A conclusione dei lavori ci può riferire
della sua esperienza al Sinodo e se è stata positiva, perché? E in che
modo questa esperienza sarà proficua nel suo impegno quotidiano?
“Per quel che mi riguarda, la partecipazione al Sinodo è stata
un’esperienza straordinaria di condivisione e comunione ecclesiale,
un’occasione unica per sentire il respiro e il battito del cuore della
Chiesa universale. Il Sinodo ha visto infatti la partecipazione di padri
sinodali, esperte ed esperti, uditrici ed uditori provenienti da ogni
parte del mondo. A questa dimensione di confronto tra culture diverse,
si è aggiunta la possibilità di entrare in dialogo anche con i delegati
fraterni delle altre chiese. Il Sinodo è stato quindi per me anche una
opportunità straordinaria ed istruttiva di educazione al dialogo
interreligioso ed ecumenico. A conclusione del Sinodo sento forte la
responsabilità e il desiderio di raccontare e condividere questa
esperienza e di trasmetterla soprattutto a tanti miei coetanei, affinché
sempre più giovani imparino a riscoprire il primato della Parola di Dio
nella loro esistenza. La vera sfida del Sinodo comincia quindi a partire
da oggi, con la necessità e il dovere di tradurre in esperienza concreta
e visibile le tante riflessioni sviluppate”.

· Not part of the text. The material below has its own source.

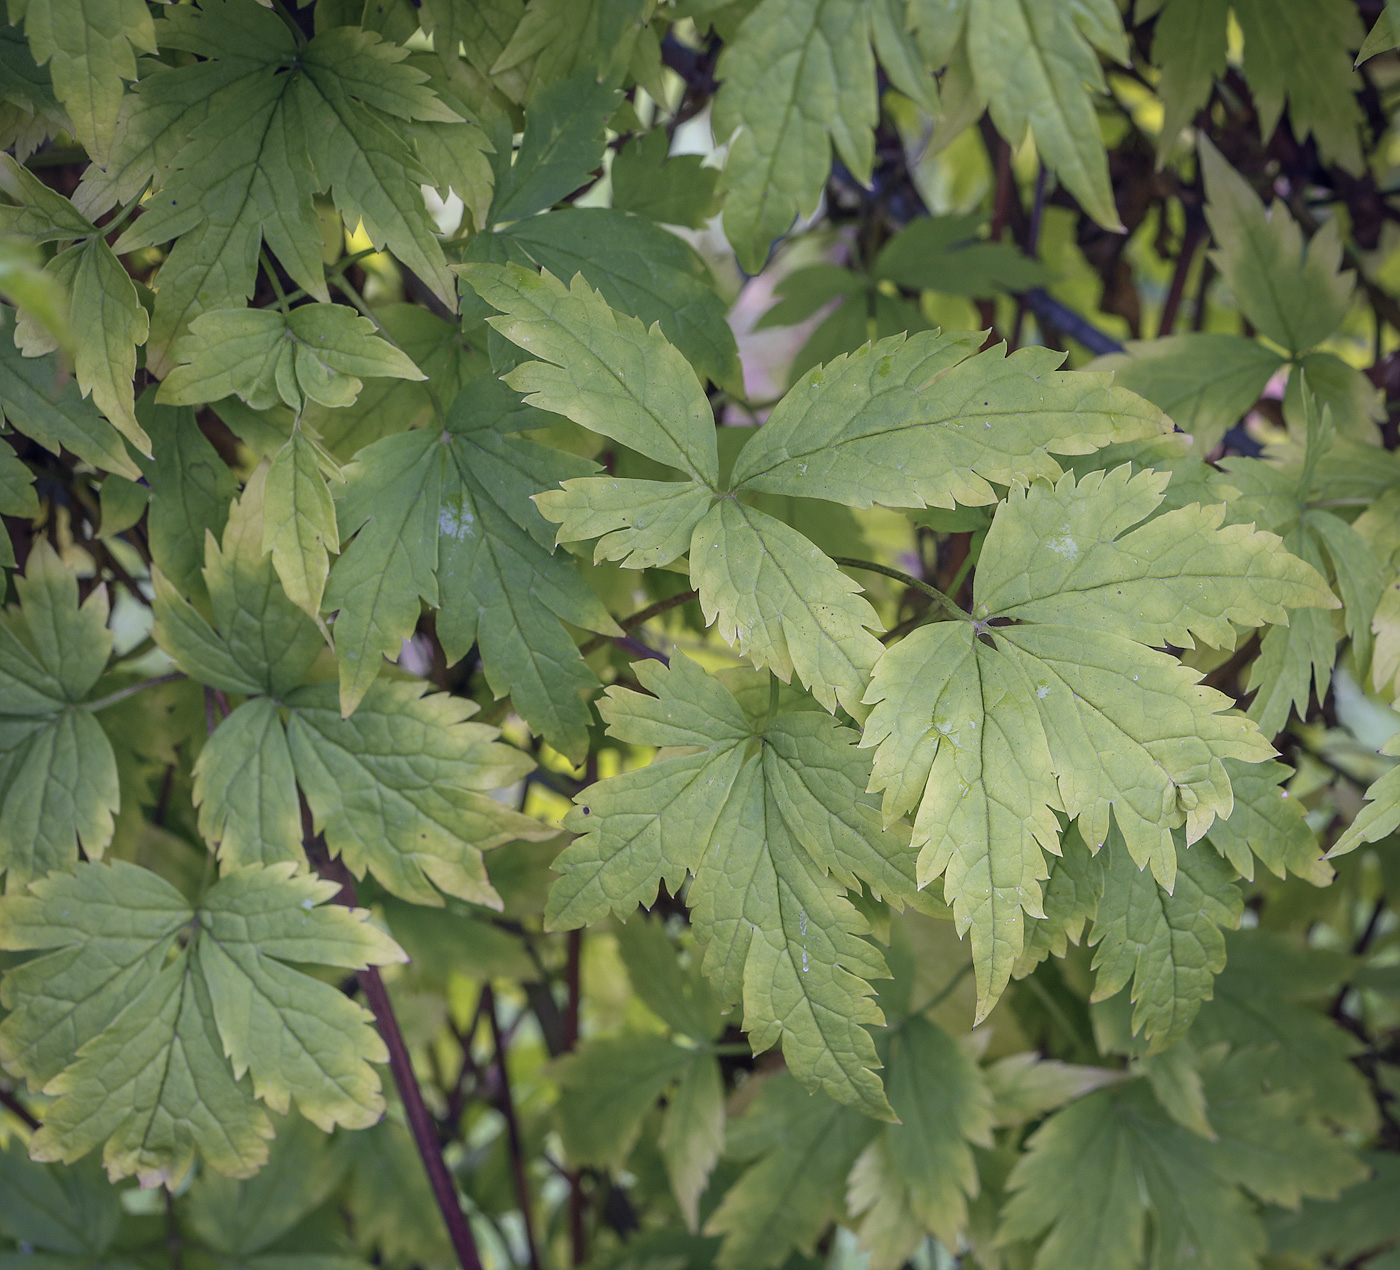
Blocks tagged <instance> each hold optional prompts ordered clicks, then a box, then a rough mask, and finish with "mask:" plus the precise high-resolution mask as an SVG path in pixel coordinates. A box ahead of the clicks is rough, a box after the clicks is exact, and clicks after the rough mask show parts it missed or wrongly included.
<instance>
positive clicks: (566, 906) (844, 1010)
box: [546, 655, 914, 1116]
mask: <svg viewBox="0 0 1400 1270" xmlns="http://www.w3.org/2000/svg"><path fill="white" fill-rule="evenodd" d="M637 674H638V678H640V681H641V683H643V686H644V688H647V689H648V690H650V692H651V693H654V695H655V697H644V696H641V695H638V693H633V692H629V690H626V689H616V688H615V689H609V690H608V695H606V697H605V700H603V703H602V704H601V707H599V709H601V710H602V713H603V717H605V718H606V720H608V723H609V731H610V732H612V734H613V735H616V737H619V738H620V739H626V741H631V742H633V744H640V745H658V744H659V745H685V746H697V749H694V751H692V752H687V753H685V755H683V756H679V758H666V759H661V760H658V762H654V763H652V765H651V766H648V767H644V769H640V770H638V772H633V773H626V774H623V776H617V777H612V779H609V780H606V781H602V783H601V784H598V786H595V787H592V788H589V790H588V791H585V793H584V794H581V795H580V797H578V800H577V801H575V807H574V809H573V811H571V812H570V814H568V818H567V819H566V822H564V823H566V828H568V829H571V830H573V832H575V833H582V835H584V836H582V837H580V839H578V840H577V842H574V843H571V844H570V846H568V847H567V849H566V850H564V853H563V854H561V856H560V858H559V861H557V865H556V867H557V868H559V871H560V872H563V878H561V879H560V881H559V882H556V884H554V888H553V891H552V892H550V898H549V906H547V910H546V916H547V921H549V924H550V926H552V927H553V928H564V927H570V926H578V924H582V923H587V921H594V920H596V919H599V917H602V916H603V914H605V913H608V912H609V910H610V912H613V913H617V914H619V916H629V914H630V913H631V910H633V909H634V906H636V905H637V903H650V902H651V899H652V898H654V896H655V893H657V884H658V882H659V881H662V879H665V881H666V885H668V889H671V891H672V892H675V891H676V889H678V888H679V885H680V882H682V881H683V879H685V877H686V874H687V872H689V874H692V875H693V878H694V881H693V884H692V886H690V891H689V903H690V905H692V910H693V921H694V927H696V933H697V935H699V937H700V940H701V942H703V944H704V969H706V973H707V975H708V976H710V980H711V983H713V984H714V986H715V989H717V991H718V993H720V996H721V997H722V998H724V1000H725V1001H739V1000H742V1003H743V1015H745V1026H746V1029H748V1033H749V1039H750V1042H752V1045H753V1047H755V1050H762V1049H767V1047H769V1046H771V1045H774V1043H777V1042H778V1040H781V1042H783V1049H784V1057H785V1059H787V1064H788V1067H790V1070H792V1071H794V1073H795V1074H797V1075H798V1078H799V1080H802V1082H804V1084H806V1085H808V1087H812V1088H822V1089H826V1091H827V1092H829V1094H832V1096H833V1098H837V1099H840V1101H843V1102H848V1103H853V1105H855V1106H861V1108H864V1109H867V1110H868V1112H869V1113H872V1115H876V1116H888V1115H889V1110H888V1103H886V1102H885V1095H883V1092H882V1091H881V1085H879V1078H878V1077H876V1075H875V1071H874V1068H875V1066H876V1061H878V1060H876V1057H875V1049H874V1045H872V1042H871V1039H869V1033H868V1032H865V1029H864V1026H861V1025H862V1024H874V1022H878V1021H879V1017H881V1015H879V1011H878V1010H876V1008H875V1005H874V1003H872V1001H871V1000H869V996H868V994H869V989H868V986H867V984H865V983H864V982H862V980H864V979H867V977H869V976H881V975H883V973H885V970H883V961H882V959H881V956H879V954H876V951H875V949H874V948H872V947H871V945H869V944H867V942H865V941H864V940H862V938H861V937H862V935H864V934H865V931H867V928H868V927H867V924H865V921H864V919H861V917H860V914H858V913H857V910H855V909H854V907H853V906H851V903H850V900H847V899H846V896H844V893H843V889H848V888H851V886H854V885H855V882H857V879H861V881H864V882H865V884H867V885H869V886H871V888H872V889H875V891H876V892H878V893H882V895H885V896H886V898H889V899H892V900H895V902H900V903H902V902H904V900H907V899H910V898H911V896H913V889H914V888H913V878H911V877H910V860H909V856H907V850H906V847H904V837H903V833H902V832H900V830H899V829H895V830H886V832H882V830H881V828H879V815H878V812H876V809H875V807H874V800H871V798H869V797H867V795H865V794H864V784H865V780H867V774H865V765H864V762H862V759H861V756H860V753H858V752H857V751H855V749H854V746H853V744H851V742H853V741H854V734H851V732H847V731H846V730H844V728H841V727H840V725H839V724H837V723H836V721H834V720H833V718H830V717H829V716H823V714H822V713H820V711H815V710H812V709H811V707H806V706H805V703H804V702H802V699H801V697H798V699H797V702H795V704H794V706H790V707H788V709H780V711H778V713H777V714H774V716H771V717H767V718H764V717H763V716H760V717H757V718H753V717H749V716H748V714H746V713H745V710H743V709H742V707H741V704H739V702H738V700H735V697H734V696H731V693H729V692H728V690H727V689H725V688H724V686H722V685H720V683H718V682H717V681H714V679H711V678H708V676H707V675H706V674H704V672H703V671H701V669H700V668H699V667H696V665H694V664H693V662H690V661H689V660H687V658H683V657H679V655H678V657H676V658H675V660H673V661H672V665H671V669H665V668H662V667H659V664H658V665H655V667H654V665H650V664H648V665H644V667H638V668H637ZM585 830H587V832H585ZM736 879H739V881H736Z"/></svg>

Si è anche sottolineato che è importante
la formazione alla lettura. In pratica, occorre saper leggere durante le
liturgie. Quelli che leggono durante le Messe debbono farlo bene, perché
tutti sentano bene la Parola di Dio. Inoltre, la Parola non deve andare
perduta, perché non c’è l’acustica o perché si legge male. Ci racconta
la sua esperienza in questo senso?
“Una prima semplice osservazione che mi permetto di sottolineare è la
necessità di evitare lettori che si improvvisino tali durante le
celebrazioni. Dovrebbero invece avere già gustato e meditato le letture
precedentemente, possibilmente durante l’arco di tutta la settimana, in
modo da trasmettere anche nella lettura l’amore per il testo biblico e
proclamandolo così in
maniera il più possibile chiara, efficace e comprensibile, nell’ottica
di un servizio prezioso a tutta l’assemblea riunita in preghiera”.